What fails: Node CLI is portable in principle, but there is no doctor command and failures are raw. Frequency: Common Token/time cost when it triggers: Token Spend: Medium · Time: Medium Workaround exists: Partial


§44 - Agent Knowledge Packaging Absence [Medium · score 1/3]

What fails: Repository ships CLAUDE.md and a skill, but no AGENTS.md/CONTEXT.md and no --schema danger/requires fields. Frequency: Very Common Token/time cost when it triggers: Token Spend: High · Time: High Workaround exists: Partial


§42 - Debug / Trace Mode Secret Leakage [Critical · score 2/3]

What fails: No debug/trace mode found to leak secrets, but no sensitive schema/redaction declaration exists. Frequency: Situational Token/time cost when it triggers: Token Spend: Low · Time: Low Workaround exists: Partial


§71 - Non-Interactive Installation Absence [Critical · score 2/3]

What fails: README documents non-interactive npm install/use; no AGENTS.md install protocol and global install idempotency was not exercised. Frequency: Common Token/time cost when it triggers: Token Spend: Low · Time: Critical Workaround exists: Partial


§9 - Binary & Encoding Safety [High · score 2/3]

What fails: File uploads use Buffer/base64 for binary content; error handling remains unstructured. Frequency: Situational Token/time cost when it triggers: Token Spend: Low · Time: Medium Workaround exists: Partial


§41 - Update Notifier Side-Channel Output Pollution [High · score 2/3]

What fails: No update notifier found; CI/NO_UPDATE_NOTIFIER produced no side-channel notice. Frequency: Common (Node.js/npm ecosystem) Token/time cost when it triggers: Token Spend: Medium · Time: Medium Workaround exists: Partial


Passing (score 3/3 - safe to use without special handling)

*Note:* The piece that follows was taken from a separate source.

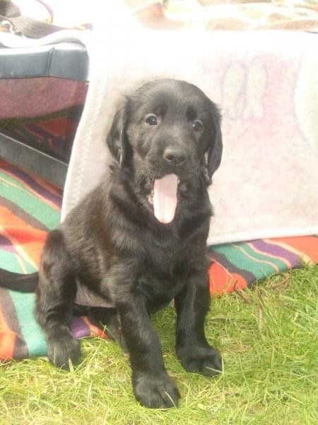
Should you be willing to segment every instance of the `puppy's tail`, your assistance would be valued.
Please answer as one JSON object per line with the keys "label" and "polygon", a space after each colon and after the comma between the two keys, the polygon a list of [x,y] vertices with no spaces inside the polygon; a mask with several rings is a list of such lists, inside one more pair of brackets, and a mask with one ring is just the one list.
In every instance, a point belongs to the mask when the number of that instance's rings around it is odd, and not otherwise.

§37 REPL / Interactive Mode Accidental Triggering, §50 Stdin Consumption Deadlock, §61 Bidirectional Pipe Payload Deadlock, §62 $EDITOR and $VISUAL Trap, §64 Headless Display and GUI Launch Blocking, §66 Symlink Loop and Recursive Traversal Exhaustion, §17 Child Process Leakage, §8 ANSI & Color Code Leakage, §32 Self-Update & Auto-Upgrade Behavior


Risk Summary

Category Count §N list
Observed bugs 4 §2, §10, §18, §40, §72
Score 0 - complete failure 42 §43, §53, §60, §35, §38, §40, §47, §49, §54, §55, §56, §58, §65, §67, §68, §70, §72, §52, §57, §63, §11, §12, §13, §15, §16, §23, §24, §25, §74, §1, §6, §7, §26, §31, §29, §30, §18, §19, §22, §20, §21, §33
Score 1 - major gap 16 §34, §45, §46, §51, §59, §69, §73, §44, §10, §14, §2, §3, §5, §4, §28, §27
Score 2 - minor gap 4 §42, §71, §41, §9
Score 3 - passing 9 §37, §50, §61, §62, §64, §66, §17, §8, §32
Indeterminate (?/3 - timed out) 0 None

Highest-risk combination: §1 and §2 combine generic exit codes with no stable output envelope, so agents cannot reliably distinguish success, validation failure, auth failure, network failure, or crashes.